Rich,

I also would like not to replicate and, for the sake of discussion, say, return 
(-1) or bytes read to the ALTO layer.

But the current status is more complicated. We already have a mixed bag of 
things crossing layers.

We already replicate ALTO error codes into HTTP (ALTO->HTTP direction)


"   The HTTP status codes corresponding to each ALTO Error Code are
   defined to provide correct behavior with HTTP intermediaries and
   clients.  When an ALTO Server returns a particular ALTO Error Code,
   it MUST indicate one of the corresponding HTTP status codes in

Table 1 in the HTTP response. "

And we ask clients to interpret HTTP status codes  (HTTP->ALTO direction)


"  o  Return an HTTP 503 ("Service Unavailable") status code to the ALTO
      Client.  As indicated by [RFC2616<http://tools.ietf.org/html/rfc2616>], a 
the Retry-After HTTP header
      may be used to indicate when the ALTO Client should retry the
      request."



As far as your last point…



"My difference in opinion is that I think that should be an implementation 
detail hidden behind the API an ALTO Client exposes."

If something does not change the on the wire protocol or reaction to it (such 
as, e.g., congestion control) would be okay to categorize it as an 
implementation  issue. But in this case it does, and that's why we are having 
this discussion.  Otherwise, yes, I agree with you.

Let's find some wording.

Thanks,

Reinaldo




From: Richard Alimi <[email protected]<mailto:[email protected]>>
Date: Fri, 15 Mar 2013 07:34:53 -0700
To: "[email protected]<mailto:[email protected]>" <[email protected]<mailto:[email protected]>>
Subject: [alto] Error codes in ALTO

There is a discussion as to whether the ALTO client needs to interpret HTTP 
status codes.  I've started this thread to discuss that.

Here's my view:

We now have a REST-ful protocol and made a conscious decision to go this way.  
REST-ful protocols are built upon making requests and following links to other 
resources. (This is why we restructured the existing protocol to remove all 
references to "ALTO Request" and "ALTO Response".)

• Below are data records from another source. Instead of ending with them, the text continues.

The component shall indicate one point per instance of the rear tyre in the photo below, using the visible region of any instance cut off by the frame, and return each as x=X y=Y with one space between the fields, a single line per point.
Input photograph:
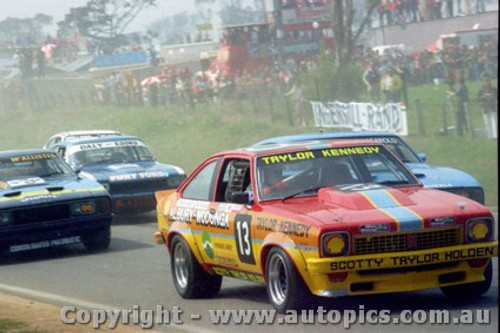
x=190 y=280
x=285 y=288
x=471 y=290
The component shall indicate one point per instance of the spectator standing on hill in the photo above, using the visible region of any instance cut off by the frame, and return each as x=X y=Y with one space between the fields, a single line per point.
x=40 y=61
x=462 y=94
x=296 y=92
x=391 y=85
x=371 y=78
x=487 y=95
x=403 y=73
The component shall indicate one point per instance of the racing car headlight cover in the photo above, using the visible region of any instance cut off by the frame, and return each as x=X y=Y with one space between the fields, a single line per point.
x=479 y=230
x=83 y=208
x=335 y=244
x=6 y=219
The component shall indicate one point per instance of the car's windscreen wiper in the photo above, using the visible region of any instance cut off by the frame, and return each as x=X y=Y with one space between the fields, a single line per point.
x=50 y=174
x=393 y=182
x=309 y=190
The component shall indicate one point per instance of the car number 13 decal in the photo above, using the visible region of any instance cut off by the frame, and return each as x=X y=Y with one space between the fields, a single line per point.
x=242 y=234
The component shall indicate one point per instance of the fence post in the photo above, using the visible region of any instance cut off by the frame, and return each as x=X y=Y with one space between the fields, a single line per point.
x=468 y=118
x=420 y=118
x=445 y=119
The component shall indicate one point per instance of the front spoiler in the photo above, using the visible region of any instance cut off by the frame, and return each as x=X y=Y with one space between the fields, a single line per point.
x=402 y=259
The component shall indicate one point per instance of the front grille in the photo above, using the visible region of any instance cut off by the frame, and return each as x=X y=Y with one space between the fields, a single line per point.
x=41 y=214
x=476 y=194
x=407 y=241
x=143 y=186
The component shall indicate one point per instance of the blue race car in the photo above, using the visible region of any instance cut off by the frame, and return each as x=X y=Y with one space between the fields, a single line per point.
x=43 y=204
x=437 y=177
x=125 y=166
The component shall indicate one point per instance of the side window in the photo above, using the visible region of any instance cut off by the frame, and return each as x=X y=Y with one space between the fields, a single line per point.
x=235 y=178
x=200 y=186
x=62 y=152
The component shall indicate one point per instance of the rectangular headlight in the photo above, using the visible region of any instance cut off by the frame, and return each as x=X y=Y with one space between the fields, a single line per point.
x=83 y=208
x=335 y=244
x=6 y=219
x=479 y=230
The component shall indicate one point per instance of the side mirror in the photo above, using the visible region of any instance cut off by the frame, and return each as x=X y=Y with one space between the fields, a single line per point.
x=240 y=198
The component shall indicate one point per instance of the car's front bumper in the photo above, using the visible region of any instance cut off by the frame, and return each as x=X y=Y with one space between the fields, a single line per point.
x=38 y=236
x=399 y=271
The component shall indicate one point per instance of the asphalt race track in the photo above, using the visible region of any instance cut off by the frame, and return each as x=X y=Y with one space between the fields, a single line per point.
x=135 y=274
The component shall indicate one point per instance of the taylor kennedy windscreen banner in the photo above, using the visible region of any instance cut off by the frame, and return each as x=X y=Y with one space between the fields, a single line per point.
x=390 y=117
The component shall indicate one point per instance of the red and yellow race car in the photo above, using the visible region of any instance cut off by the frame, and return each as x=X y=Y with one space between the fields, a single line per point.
x=335 y=218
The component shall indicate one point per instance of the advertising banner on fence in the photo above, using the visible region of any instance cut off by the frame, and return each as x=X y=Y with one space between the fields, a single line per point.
x=389 y=117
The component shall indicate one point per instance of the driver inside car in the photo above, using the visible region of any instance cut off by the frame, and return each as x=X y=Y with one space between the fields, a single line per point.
x=274 y=181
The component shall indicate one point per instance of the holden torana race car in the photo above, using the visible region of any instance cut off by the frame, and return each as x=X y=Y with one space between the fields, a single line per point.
x=77 y=135
x=438 y=177
x=333 y=218
x=125 y=166
x=43 y=204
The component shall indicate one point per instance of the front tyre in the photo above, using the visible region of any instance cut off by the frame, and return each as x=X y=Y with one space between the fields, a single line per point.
x=190 y=280
x=471 y=290
x=285 y=288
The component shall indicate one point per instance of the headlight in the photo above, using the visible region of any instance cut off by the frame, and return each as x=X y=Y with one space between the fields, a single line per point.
x=479 y=230
x=83 y=208
x=6 y=218
x=335 y=244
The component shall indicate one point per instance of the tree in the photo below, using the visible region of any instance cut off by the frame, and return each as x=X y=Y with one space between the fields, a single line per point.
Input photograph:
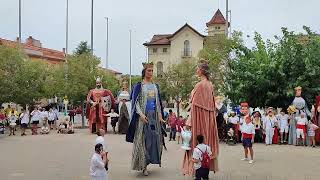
x=266 y=74
x=178 y=82
x=83 y=48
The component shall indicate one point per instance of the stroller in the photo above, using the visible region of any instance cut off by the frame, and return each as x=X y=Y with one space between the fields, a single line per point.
x=231 y=135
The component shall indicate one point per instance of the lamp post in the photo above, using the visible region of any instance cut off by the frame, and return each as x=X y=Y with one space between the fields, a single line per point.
x=107 y=41
x=130 y=83
x=19 y=22
x=91 y=26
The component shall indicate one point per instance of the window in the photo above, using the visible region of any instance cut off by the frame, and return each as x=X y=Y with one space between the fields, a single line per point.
x=186 y=49
x=154 y=50
x=159 y=69
x=165 y=50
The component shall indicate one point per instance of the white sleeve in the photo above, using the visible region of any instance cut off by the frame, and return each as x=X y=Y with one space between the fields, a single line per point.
x=196 y=154
x=98 y=163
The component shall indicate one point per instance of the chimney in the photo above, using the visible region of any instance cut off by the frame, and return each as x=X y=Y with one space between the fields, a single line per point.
x=29 y=41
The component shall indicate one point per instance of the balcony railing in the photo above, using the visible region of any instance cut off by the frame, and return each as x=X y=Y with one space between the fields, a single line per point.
x=186 y=53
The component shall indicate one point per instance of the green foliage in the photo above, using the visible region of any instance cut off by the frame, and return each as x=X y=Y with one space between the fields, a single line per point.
x=83 y=48
x=178 y=81
x=266 y=74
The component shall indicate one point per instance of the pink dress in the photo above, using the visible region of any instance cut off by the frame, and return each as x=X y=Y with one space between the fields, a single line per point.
x=202 y=121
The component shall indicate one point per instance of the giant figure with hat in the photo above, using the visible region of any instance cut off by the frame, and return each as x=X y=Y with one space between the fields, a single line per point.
x=145 y=130
x=99 y=103
x=300 y=106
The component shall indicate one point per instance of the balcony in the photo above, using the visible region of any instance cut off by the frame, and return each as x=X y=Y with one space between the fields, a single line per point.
x=186 y=54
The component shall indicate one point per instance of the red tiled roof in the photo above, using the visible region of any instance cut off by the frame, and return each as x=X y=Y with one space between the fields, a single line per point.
x=164 y=39
x=159 y=39
x=52 y=55
x=218 y=18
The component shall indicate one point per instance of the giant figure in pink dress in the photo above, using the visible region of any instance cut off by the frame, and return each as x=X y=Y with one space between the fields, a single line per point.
x=202 y=119
x=99 y=103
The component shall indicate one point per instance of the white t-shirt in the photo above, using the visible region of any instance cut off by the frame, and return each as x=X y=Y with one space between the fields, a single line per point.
x=197 y=154
x=35 y=115
x=51 y=116
x=283 y=120
x=233 y=120
x=247 y=128
x=301 y=121
x=97 y=167
x=24 y=118
x=100 y=140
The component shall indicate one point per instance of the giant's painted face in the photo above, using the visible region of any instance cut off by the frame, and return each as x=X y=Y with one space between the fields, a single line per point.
x=106 y=103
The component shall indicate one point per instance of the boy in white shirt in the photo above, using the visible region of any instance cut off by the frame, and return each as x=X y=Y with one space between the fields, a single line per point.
x=268 y=125
x=248 y=132
x=98 y=163
x=201 y=158
x=284 y=125
x=301 y=128
x=24 y=121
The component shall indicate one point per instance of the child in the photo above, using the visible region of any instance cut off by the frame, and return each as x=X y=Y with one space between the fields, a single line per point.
x=51 y=118
x=248 y=131
x=24 y=121
x=114 y=119
x=201 y=158
x=12 y=121
x=311 y=133
x=45 y=129
x=179 y=125
x=301 y=128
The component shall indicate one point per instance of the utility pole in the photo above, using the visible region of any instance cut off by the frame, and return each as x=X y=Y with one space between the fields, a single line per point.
x=107 y=42
x=91 y=26
x=19 y=22
x=130 y=83
x=227 y=17
x=67 y=27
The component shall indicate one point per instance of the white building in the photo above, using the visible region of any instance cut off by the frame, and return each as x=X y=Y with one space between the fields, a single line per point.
x=167 y=49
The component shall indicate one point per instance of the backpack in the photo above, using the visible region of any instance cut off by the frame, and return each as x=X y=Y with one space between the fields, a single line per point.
x=205 y=163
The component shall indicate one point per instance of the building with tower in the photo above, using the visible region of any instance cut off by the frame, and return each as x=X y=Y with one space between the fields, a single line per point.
x=165 y=50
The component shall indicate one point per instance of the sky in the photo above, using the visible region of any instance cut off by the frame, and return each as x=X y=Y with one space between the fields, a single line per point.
x=46 y=20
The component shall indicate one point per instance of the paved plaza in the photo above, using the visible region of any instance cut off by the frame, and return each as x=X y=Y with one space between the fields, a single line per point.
x=67 y=157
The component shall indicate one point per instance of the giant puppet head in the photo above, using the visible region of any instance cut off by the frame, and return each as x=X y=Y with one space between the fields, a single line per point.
x=298 y=91
x=98 y=82
x=244 y=108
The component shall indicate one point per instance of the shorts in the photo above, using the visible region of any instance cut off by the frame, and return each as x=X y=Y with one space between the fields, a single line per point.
x=284 y=129
x=246 y=142
x=51 y=122
x=202 y=173
x=300 y=133
x=24 y=125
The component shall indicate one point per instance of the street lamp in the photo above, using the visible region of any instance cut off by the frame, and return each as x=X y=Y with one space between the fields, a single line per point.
x=91 y=26
x=107 y=41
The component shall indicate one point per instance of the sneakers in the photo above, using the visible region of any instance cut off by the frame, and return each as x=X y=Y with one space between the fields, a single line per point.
x=145 y=172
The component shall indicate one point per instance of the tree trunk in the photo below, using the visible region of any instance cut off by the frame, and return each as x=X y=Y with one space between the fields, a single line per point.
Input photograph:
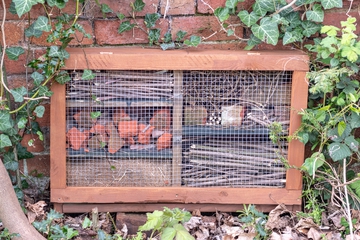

Therefore, the ALTO protocol is *not* a traditional client-server protocol like 
TCP, but is instead an encoding for HTTP resources that allow clients to 
discover the type of information described in the initial problem statement.

Replicating HTTP status codes to the ALTO layer sounds like we are replicating 
a lot of what HTTP does already.

I understand that someone using ALTO should not be burdened with HTTP status 
codes.  My difference in opinion is that I think that should be an 
implementation detail hidden behind the API an ALTO Client exposes.